大袋にして単価が10%下がっても、2割を捨てていたら損しています。値上げ局面ほど、安さより「使い切れる量か」で選ぶほうが効きます。発注の考え方は給食の発注のコツと食数管理にまとめました。
工夫7|検収を締める
地味ですが、じわじわ効きます。
数量不足、規格違い、鮮度不良。ここを黙って受け取ると、そのぶんは丸ごと自分たちの損になります。給食の検収のリアルで「仕入れの最後の砦」と書いたのは、まさにこの意味です。
【数字で効かせる】工夫8〜10
工夫8|残食を減らすことが、最大のコスト対策
これは断言できます。捨てられた食材は、原価100%の損失です。値切って数%下げるより、残食を減らすほうがはるかに大きい。

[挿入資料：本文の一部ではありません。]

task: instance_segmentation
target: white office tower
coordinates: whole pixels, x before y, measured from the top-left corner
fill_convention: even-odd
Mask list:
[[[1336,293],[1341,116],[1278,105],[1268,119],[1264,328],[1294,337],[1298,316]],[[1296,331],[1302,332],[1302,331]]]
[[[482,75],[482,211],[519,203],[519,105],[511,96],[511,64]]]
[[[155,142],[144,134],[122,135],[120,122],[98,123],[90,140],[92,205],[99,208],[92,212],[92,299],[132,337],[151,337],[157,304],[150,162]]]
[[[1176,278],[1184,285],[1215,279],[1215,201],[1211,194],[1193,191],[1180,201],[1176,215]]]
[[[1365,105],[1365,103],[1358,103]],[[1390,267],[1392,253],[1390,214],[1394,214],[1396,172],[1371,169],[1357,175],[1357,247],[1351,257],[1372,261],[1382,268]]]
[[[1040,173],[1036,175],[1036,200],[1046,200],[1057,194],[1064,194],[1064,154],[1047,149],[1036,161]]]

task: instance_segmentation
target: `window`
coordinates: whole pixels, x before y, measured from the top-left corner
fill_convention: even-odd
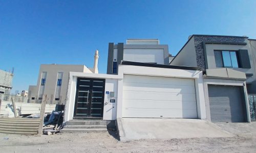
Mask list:
[[[61,86],[62,82],[62,79],[58,79],[58,80],[57,81],[57,86]]]
[[[42,79],[41,80],[41,86],[45,86],[46,85],[46,79]]]
[[[117,73],[117,62],[113,62],[113,69],[112,73],[116,74]]]
[[[217,67],[239,67],[237,53],[236,51],[215,50]]]

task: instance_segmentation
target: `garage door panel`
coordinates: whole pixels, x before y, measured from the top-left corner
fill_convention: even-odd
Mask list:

しかも残食が減るということは喜んで食べてもらえているということで、コストと満足度が同じ方向を向く数少ない施策です。具体策は給食の残食を減らす工夫に書きました。
工夫9|棚卸の精度を上げる
在庫は現金です。棚卸がいい加減だと、原価そのものが正しく出ません。
数え間違いで在庫が多く出れば原価は不当に低く見え、少なく出れば高く見える。そもそも数字が信用できなければ、どの工夫が効いたのかも分かりません。棚卸のコツは棚卸が早く正確になる管理術に、保管の考え方は給食の食材管理にあります。
工夫10|数字を現場全員で共有する
最後はこれです。原価は事務担当だけが見る数字ではありません。
パートさんに「今月ここまで来てます」と一言伝えるだけで、現場の動きが変わります。野菜の切り方が少し丁寧になる、余りものの使い道を提案してくれる。数字を抱え込まないほうが、結果的にうまくいきます。
やってはいけないこと
ここは真面目に書きます。原価のために絶対に触ってはいけないものがあります。
- 栄養量を削らない…給食は食事であって、コスト調整弁ではありません。特に高齢者施設では低栄養に直結します
- 量をこっそり減らさない…気づかれないと思っていても、必ず気づかれます。信頼を失うほうが高くつきます
- 衛生にかかる費用を削らない…消毒も検査も検食も、事故が起きたときの損失に比べれば安いものです
- 数字をごまかさない…食数や在庫の調整は、原価の問題ではなく信用の問題です
まとめ
- 値上げは続いている(2026年8月=2,311品目・平均15%、通年2万品目台の見込み)。感覚ではなくデータで押さえておく
- 委託給食は単価が契約で決まるので、値上がりぶんはいったん現場が受け止めるしかない
- 献立では毎日原価を見る/サイクルでならす/たんぱく源を分散/乾物を戦力に
- 仕入れでは冷凍野菜を活かす/使い切れる量で発注/検収を締める
- 数字では残食を減らす/棚卸の精度/現場全員で共有。とくに残食削減が最大のコスト対策
- 栄養・量・衛生・数字の正確さだけは、絶対に削らない
食材費は自分たちでは動かせません。でも使い方は自分たちで決められます。16年やってきて、結局そこに尽きると思っています。